Já Trump ameaçou impor tarifas de 200% a vinhos e champanhes franceses, como medida de retaliação à recusa do presidente francês, Emmanuel Macron, de integrar o recém-proposto "Conselho da Paz", uma iniciativa liderada por Trump que tem por objetivo abordar conflitos globais, começando pela Faixa de Gaza, mas que tem causado controvérsia por incluir líderes autocratas e potencialmente esvaziar o papel das Nações Unidas.

"Acho que o mercado está tenso, de que tarifas podem começar mais rápido do que se esperava", diz Tavares.

No noticiário doméstico, o ministro Alexandre de Moraes, do Supremo Tribunal Federal (STF), autorizou o governador de São Paulo, Tarcísio de Freitas (Republicanos) a visitar o ex-presidente Jair Bolsonaro na prisão em Brasília.
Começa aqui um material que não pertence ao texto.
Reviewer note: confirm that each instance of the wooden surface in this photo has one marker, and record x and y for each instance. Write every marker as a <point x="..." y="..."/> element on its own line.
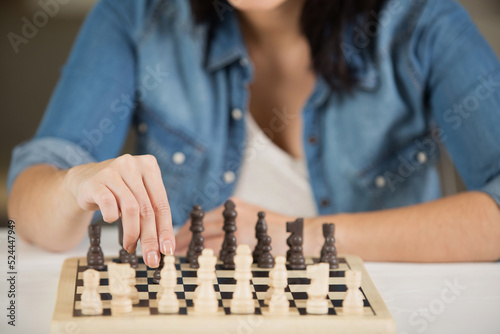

Segundo o sócio e analista Rafael Passos, da Ajax Asset, a notícia reanimou a possibilidade de que o governador de São Paulo volte ao campo eleitoral para a Presidência. O mercado financeiro entende que Tarcísio teria mais força para competir contra o presidente Luiz Inácio Lula da Silva em um eventual segundo turno e, em tese, teria política fiscal mais austera.